Latino group shake-up stalls school boycott
The Arizona Republic
Jan. 18, 2005
Betty Reid

SOUTH PHOENIX - Plans to protest a beleaguered principal at Maxine O. Bush Elementary School came to a screeching halt last week, the result of a shake-up in a high-profile Hispanic activist group.

John Ramos, president of the League of United Latin American Citizens South Phoenix Council, said plans for Latino parents to pull their students out of school in a temporary boycott would happen later and with better organization.

LULAC had given Roosevelt Elementary School District leaders and administrators a Jan. 12 deadline to remove Waldorf Jenneford as principal of the school. The organization blames Jenneford for not stopping what they say is "continued violence" and bullying of Latinos at school.

Plans for the parent protest were halted by a high-level shake-up in LULAC.

Silverio Garcia, LULAC's state education chairman, suddenly resigned last Tuesday.

Garcia, who had complained about the treatment of Latinos in Roosevelt, stepped down after LULAC's national executive board suspended Samuel Esquivel, the organization's state director, for holding secret meetings and engaging LULAC in a lawsuit without permission from national executives.

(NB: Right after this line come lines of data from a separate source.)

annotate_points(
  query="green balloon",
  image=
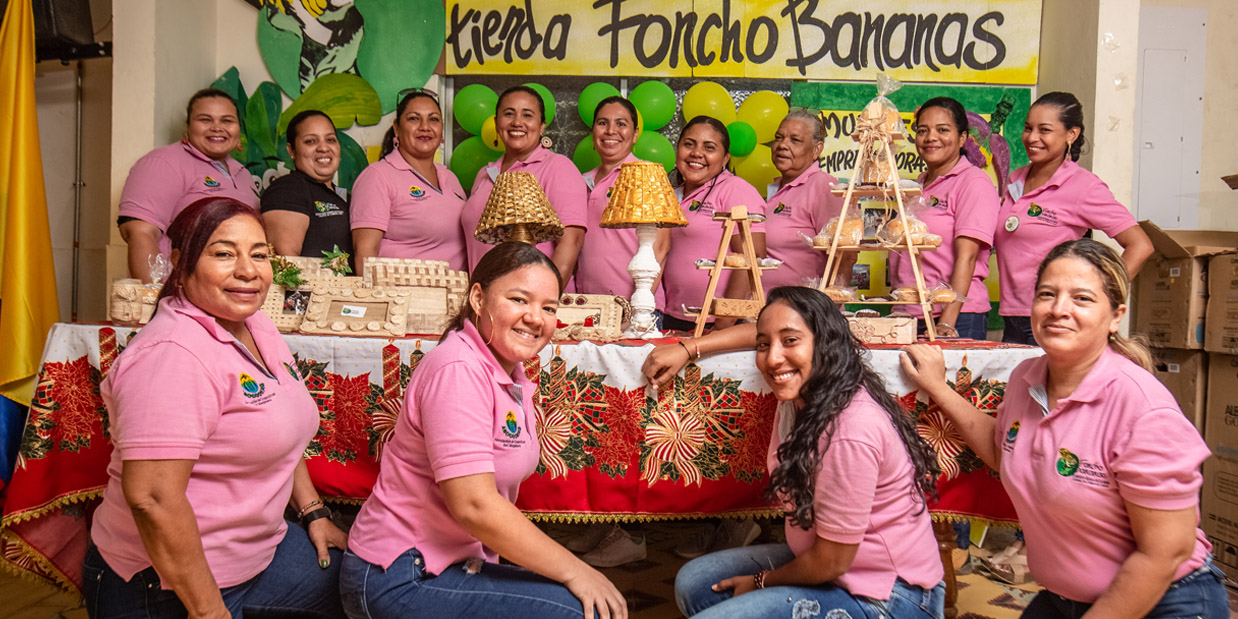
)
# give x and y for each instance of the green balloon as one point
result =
(591, 97)
(743, 139)
(655, 100)
(468, 157)
(586, 156)
(654, 146)
(549, 99)
(473, 104)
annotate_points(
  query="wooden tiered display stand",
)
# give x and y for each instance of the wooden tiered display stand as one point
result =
(874, 135)
(714, 306)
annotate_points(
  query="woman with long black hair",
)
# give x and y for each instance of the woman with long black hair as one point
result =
(852, 474)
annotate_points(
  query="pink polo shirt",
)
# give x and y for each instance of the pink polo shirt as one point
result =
(797, 209)
(417, 220)
(602, 268)
(864, 495)
(960, 203)
(171, 177)
(1119, 437)
(557, 176)
(1062, 209)
(682, 281)
(187, 389)
(462, 416)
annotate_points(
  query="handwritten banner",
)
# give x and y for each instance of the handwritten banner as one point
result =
(969, 41)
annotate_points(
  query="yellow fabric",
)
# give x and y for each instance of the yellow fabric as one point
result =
(27, 277)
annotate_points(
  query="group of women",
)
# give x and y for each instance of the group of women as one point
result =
(209, 416)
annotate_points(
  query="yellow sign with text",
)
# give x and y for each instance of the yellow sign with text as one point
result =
(968, 41)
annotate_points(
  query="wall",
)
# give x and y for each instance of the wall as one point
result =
(1218, 203)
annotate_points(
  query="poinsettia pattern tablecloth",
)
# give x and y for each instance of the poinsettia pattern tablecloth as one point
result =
(610, 447)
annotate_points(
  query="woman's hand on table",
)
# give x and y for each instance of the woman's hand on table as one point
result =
(323, 534)
(596, 591)
(664, 362)
(925, 365)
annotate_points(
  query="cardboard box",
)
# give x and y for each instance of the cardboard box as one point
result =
(1185, 373)
(1222, 315)
(1218, 506)
(1171, 290)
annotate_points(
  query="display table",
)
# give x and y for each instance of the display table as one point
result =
(610, 448)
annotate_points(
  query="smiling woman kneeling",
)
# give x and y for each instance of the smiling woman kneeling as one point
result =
(852, 474)
(427, 541)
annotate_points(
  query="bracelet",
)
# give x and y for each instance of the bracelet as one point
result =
(759, 578)
(318, 514)
(305, 508)
(695, 354)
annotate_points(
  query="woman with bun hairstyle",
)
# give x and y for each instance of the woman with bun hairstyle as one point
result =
(706, 187)
(1052, 199)
(1098, 459)
(520, 123)
(961, 206)
(406, 204)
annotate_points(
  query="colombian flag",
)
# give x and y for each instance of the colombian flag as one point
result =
(27, 280)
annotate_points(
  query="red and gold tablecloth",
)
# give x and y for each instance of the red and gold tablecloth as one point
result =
(610, 447)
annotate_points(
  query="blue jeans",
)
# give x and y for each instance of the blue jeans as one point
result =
(406, 589)
(291, 586)
(696, 599)
(1200, 593)
(1018, 331)
(968, 324)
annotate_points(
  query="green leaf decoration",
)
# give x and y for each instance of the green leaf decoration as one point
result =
(261, 113)
(352, 160)
(279, 41)
(343, 97)
(401, 45)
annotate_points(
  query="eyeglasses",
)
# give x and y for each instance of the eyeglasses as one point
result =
(410, 92)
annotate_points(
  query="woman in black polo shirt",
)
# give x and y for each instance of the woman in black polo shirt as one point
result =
(305, 212)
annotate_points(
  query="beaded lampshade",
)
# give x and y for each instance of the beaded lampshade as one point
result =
(643, 194)
(518, 211)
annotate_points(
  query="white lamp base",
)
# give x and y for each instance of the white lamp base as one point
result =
(644, 270)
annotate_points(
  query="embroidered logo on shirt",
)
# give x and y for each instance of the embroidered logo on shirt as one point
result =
(511, 430)
(1067, 463)
(251, 388)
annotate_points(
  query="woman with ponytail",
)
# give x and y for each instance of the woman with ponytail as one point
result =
(961, 206)
(852, 474)
(1052, 199)
(406, 204)
(1099, 462)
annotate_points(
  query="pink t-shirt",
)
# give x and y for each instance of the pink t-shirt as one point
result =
(171, 177)
(1030, 224)
(186, 389)
(557, 176)
(417, 219)
(958, 203)
(1119, 437)
(682, 281)
(462, 416)
(603, 264)
(864, 495)
(797, 212)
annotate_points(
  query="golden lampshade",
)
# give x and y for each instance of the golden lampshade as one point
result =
(518, 211)
(643, 194)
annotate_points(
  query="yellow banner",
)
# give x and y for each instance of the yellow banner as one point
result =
(968, 41)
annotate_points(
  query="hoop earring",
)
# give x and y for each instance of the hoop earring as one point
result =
(492, 328)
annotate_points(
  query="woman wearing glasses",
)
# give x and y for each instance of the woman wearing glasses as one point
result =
(407, 204)
(520, 121)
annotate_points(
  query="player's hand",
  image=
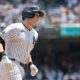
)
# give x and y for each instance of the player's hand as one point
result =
(34, 70)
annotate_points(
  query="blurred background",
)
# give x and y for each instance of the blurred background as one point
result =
(57, 51)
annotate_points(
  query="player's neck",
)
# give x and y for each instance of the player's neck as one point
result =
(27, 25)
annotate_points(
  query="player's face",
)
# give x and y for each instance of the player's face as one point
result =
(35, 19)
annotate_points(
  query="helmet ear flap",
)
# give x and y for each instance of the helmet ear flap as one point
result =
(30, 15)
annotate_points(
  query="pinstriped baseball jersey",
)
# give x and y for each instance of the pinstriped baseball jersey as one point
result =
(19, 41)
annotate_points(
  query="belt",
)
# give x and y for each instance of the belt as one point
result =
(23, 65)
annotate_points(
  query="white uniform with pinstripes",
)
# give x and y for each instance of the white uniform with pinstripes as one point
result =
(19, 43)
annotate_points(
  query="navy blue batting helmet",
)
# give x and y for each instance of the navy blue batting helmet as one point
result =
(31, 10)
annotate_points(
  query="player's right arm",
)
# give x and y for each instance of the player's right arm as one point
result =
(1, 48)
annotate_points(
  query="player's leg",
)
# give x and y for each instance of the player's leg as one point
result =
(9, 70)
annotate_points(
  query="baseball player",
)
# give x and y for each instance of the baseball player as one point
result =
(20, 39)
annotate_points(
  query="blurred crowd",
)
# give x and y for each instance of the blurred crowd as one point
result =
(67, 12)
(10, 12)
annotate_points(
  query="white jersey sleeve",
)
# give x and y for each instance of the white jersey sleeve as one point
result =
(35, 37)
(10, 33)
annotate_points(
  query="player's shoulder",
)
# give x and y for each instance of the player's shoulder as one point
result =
(35, 32)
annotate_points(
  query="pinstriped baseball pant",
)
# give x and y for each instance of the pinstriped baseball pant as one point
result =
(16, 73)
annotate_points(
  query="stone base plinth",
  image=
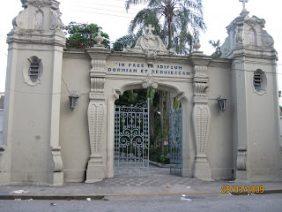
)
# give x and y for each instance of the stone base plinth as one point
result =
(242, 160)
(58, 178)
(202, 169)
(95, 170)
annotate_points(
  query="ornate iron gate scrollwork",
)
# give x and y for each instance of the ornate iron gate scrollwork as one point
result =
(132, 138)
(175, 141)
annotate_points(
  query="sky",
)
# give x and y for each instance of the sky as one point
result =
(114, 19)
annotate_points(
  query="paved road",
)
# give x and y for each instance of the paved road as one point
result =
(269, 203)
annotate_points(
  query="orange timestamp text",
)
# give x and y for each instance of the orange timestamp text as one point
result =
(242, 189)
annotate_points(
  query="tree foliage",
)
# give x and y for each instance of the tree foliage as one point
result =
(177, 22)
(83, 35)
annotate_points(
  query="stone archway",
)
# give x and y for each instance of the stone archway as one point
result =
(135, 159)
(112, 73)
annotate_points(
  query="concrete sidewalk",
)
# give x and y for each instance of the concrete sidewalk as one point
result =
(128, 186)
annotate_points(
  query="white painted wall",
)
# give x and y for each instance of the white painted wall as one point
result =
(1, 117)
(1, 126)
(280, 120)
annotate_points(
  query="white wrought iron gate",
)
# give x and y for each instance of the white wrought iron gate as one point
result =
(132, 138)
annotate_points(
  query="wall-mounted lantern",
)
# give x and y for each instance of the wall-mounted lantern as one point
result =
(73, 99)
(221, 102)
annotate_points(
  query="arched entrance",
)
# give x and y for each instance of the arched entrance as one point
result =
(148, 133)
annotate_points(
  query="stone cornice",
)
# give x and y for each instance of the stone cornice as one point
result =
(36, 37)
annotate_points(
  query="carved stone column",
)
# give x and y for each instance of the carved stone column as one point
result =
(201, 120)
(97, 116)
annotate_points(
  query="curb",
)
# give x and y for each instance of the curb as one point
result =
(103, 197)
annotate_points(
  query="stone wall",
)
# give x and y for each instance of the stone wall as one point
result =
(74, 133)
(1, 117)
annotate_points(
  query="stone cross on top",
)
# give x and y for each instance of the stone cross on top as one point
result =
(244, 3)
(149, 29)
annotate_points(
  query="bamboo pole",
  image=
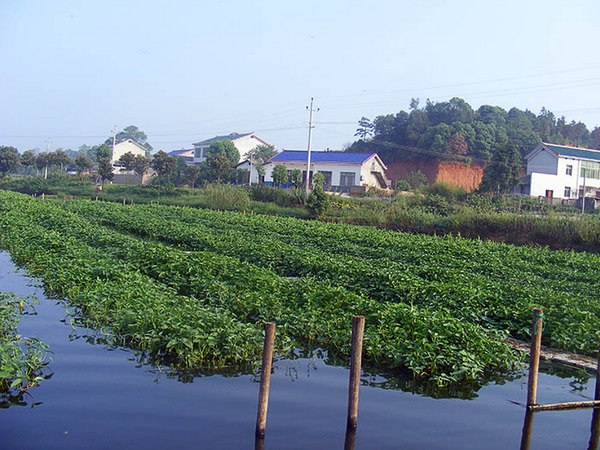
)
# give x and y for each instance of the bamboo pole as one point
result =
(527, 429)
(265, 379)
(350, 439)
(534, 356)
(358, 328)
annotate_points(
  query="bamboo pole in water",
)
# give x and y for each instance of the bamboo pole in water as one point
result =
(265, 379)
(534, 356)
(358, 328)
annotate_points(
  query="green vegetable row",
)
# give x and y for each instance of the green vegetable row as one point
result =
(498, 293)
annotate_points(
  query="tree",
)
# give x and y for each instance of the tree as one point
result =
(318, 201)
(131, 132)
(9, 159)
(220, 162)
(365, 129)
(458, 145)
(83, 163)
(126, 160)
(42, 162)
(192, 175)
(59, 158)
(502, 173)
(105, 167)
(28, 158)
(140, 165)
(259, 154)
(164, 165)
(279, 174)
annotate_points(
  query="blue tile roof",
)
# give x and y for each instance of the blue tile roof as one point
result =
(227, 137)
(574, 152)
(325, 157)
(179, 152)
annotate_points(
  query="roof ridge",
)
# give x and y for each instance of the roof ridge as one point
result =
(571, 146)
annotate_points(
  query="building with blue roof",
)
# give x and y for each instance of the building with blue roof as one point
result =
(343, 171)
(562, 172)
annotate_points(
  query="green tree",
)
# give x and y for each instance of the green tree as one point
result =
(140, 165)
(365, 129)
(279, 174)
(83, 163)
(502, 173)
(192, 175)
(126, 160)
(28, 158)
(105, 167)
(9, 159)
(318, 201)
(164, 165)
(259, 155)
(131, 132)
(43, 161)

"It's unfortunate what is happening to the national LULAC organization. It affects all children," Ramos said. "A lot people didn't like Silverio's work because he was exposing a lot of south Phoenix school problems.

"He was bringing justice to where justice was needed."

Garcia said Wednesday that he won't abandon plans to boycott Bush Elementary. As education chairman of the Arizona Hispanic Community Forum, he said, plans are still in the works to ask parents to pull their kids out of the classroom to protest Jenneford's employment at Bush.

Garcia said the decision by the national LULAC to suspend Esquivel slows some of his work, but he said he refuses to vanish from public view.

He said when he calls Bush Elementary today, he will ask whether Jenneford is still the principal. If the answer is yes, he said he will meet with Bush parents to discuss when the boycott should occur and the most effective way to "pull those kids out."

"We want the school shut down," he said. "But we need to talk to parents first and see what they want to do with the kids."

Ben Miranda, a district governing board member, disagrees with the boycott. He said complaints about students' treatment should be forwarded to the parental concerns committee for Bush School.